Someone who takes the financial risk of starting and managing a new venture.
What is an Entrepreneur?
The art of motivating a group of people towards achieving a common objective.
The market price that equates supply and demand for a product.
What is equilibrium price?
Intangible capital of a business that includes human capital (well trained and knowledgeable employees), structural capita (databases and information systems) and relational capital (good links with supplier and customers)
What is intellectual capital?
The ability of a firm to be able to pay its short-term debts.
What is liquidity?
A business with mainly social objectives that reinvests most profits into benefitting society rather than maximizing returns to owners.
What is a social enterprise?
The ability of managers to understand their own emotions, and those of the people they work with, to achieve better business performance.
What is emotional intelligence?
Identifying and exploiting a small segment of a larger market by developing products to suit it.
What is niche marketing?
Two inputs within the transformation process.
What are Resources, Land, Labor and Capital?
The purchase of assets that are expected to last for more than one year, such as building and machinery.
What is capital expenditure?
Two of the three main objectives of all social enterprises.
What are economic, social and environmental? (2 of 3)
The internal and external factors that stimulate people to take actions that lead to achieving a goal.
What is motivation?
Research that leads to numerical results that can be statistically analyzed.

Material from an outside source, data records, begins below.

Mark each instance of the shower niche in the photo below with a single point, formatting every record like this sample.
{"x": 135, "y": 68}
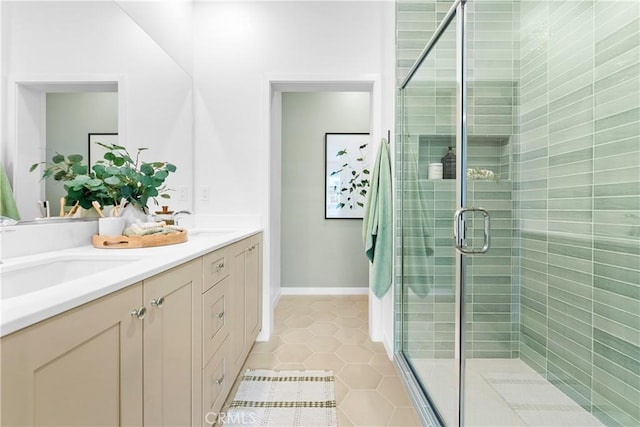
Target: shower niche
{"x": 488, "y": 156}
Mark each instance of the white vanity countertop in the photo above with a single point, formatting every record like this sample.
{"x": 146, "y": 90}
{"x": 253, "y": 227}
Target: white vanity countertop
{"x": 24, "y": 310}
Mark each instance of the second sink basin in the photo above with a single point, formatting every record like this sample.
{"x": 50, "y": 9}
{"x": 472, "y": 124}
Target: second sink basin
{"x": 23, "y": 278}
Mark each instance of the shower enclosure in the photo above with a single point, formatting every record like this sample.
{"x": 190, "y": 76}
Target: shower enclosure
{"x": 518, "y": 282}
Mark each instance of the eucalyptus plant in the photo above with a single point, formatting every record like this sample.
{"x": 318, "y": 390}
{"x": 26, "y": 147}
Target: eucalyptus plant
{"x": 115, "y": 177}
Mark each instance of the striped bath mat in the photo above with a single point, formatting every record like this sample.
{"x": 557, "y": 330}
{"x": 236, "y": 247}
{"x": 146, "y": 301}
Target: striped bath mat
{"x": 284, "y": 398}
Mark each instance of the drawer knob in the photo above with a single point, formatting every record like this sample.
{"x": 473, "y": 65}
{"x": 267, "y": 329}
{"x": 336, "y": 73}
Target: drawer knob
{"x": 139, "y": 312}
{"x": 157, "y": 302}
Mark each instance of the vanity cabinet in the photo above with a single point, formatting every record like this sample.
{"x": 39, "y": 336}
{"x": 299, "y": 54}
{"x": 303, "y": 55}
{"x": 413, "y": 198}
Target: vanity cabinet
{"x": 232, "y": 317}
{"x": 124, "y": 359}
{"x": 172, "y": 345}
{"x": 164, "y": 351}
{"x": 246, "y": 298}
{"x": 80, "y": 368}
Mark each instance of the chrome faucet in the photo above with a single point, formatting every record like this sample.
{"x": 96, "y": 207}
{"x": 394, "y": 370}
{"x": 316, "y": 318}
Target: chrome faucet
{"x": 176, "y": 216}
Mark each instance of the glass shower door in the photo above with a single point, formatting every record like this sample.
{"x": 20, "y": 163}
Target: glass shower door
{"x": 428, "y": 336}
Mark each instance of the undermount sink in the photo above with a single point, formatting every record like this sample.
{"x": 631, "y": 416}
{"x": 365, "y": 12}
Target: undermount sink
{"x": 23, "y": 278}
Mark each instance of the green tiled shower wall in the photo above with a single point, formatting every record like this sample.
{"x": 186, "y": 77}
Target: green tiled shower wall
{"x": 578, "y": 201}
{"x": 558, "y": 84}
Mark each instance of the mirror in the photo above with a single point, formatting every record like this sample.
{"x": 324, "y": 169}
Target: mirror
{"x": 144, "y": 66}
{"x": 72, "y": 111}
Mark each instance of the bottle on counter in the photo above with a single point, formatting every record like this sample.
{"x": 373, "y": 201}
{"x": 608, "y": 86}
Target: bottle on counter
{"x": 449, "y": 165}
{"x": 165, "y": 215}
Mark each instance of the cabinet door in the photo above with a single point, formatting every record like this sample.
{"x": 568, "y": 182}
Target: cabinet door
{"x": 253, "y": 290}
{"x": 170, "y": 345}
{"x": 82, "y": 367}
{"x": 237, "y": 294}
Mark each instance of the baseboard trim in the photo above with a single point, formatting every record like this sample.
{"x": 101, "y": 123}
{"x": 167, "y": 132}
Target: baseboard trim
{"x": 324, "y": 291}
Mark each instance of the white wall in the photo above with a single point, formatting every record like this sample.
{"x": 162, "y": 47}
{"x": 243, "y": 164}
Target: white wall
{"x": 98, "y": 40}
{"x": 240, "y": 48}
{"x": 318, "y": 252}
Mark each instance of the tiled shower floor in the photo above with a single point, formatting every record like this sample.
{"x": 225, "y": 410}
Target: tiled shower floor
{"x": 331, "y": 332}
{"x": 502, "y": 392}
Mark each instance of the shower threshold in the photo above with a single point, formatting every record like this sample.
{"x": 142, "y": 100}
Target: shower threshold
{"x": 506, "y": 392}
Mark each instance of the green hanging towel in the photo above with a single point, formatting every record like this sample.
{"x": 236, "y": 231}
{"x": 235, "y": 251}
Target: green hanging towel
{"x": 8, "y": 206}
{"x": 377, "y": 226}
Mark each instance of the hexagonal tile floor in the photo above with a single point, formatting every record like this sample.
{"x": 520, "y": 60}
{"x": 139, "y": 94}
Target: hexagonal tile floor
{"x": 369, "y": 392}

What is quantitative research?
One of the measures of productivity.
What are labor productivity (number of units per worker) and capital productivity?
Two of the three main sources of short-term external finance.
What are bank overdrafts, trade credit, and debt factoring?
Boasts the advantages of an owner who is in complete control and keeps all profits.
What is a sole-trader organization/company?
Leadership style that leaves much of the decision-making to the workforce -- a 'hands-off' approach and the reverse of autocratic style.
What is Laissez-faire leadership?
When the population has been stratified and the interviewer selects and appropriate number of respondents from each stratum.
What is quota sampling?
The ability of a business to vary both the level of production and the range of products following changes in customer demand.
What is operational flexibility?
An asset is sold to a company that agrees to pay fixed repayments over an agreed time period -- the asset belongs to the company.
What is a hire purchase?
Legal formality that states the name and address of the company as well as the maximum share capital for which the company seeks authorization; it must be completed before a company can be established.
What is a Memorandum of Association?
A sense of inner fulfillment reached by feeling enriched and developed by what one has learned and achieved.
What is self-actualization?
The formula used to calculate market share.
What is (firm's sales in time period/total market sales in time period) x100?
Factors that cause average costs of productions to rise when the scale of operation is increased.
What are diseconomies of scale?
An internal source of finance for limited companies.
What is retained profit, sales of assets, and reductions in working capital?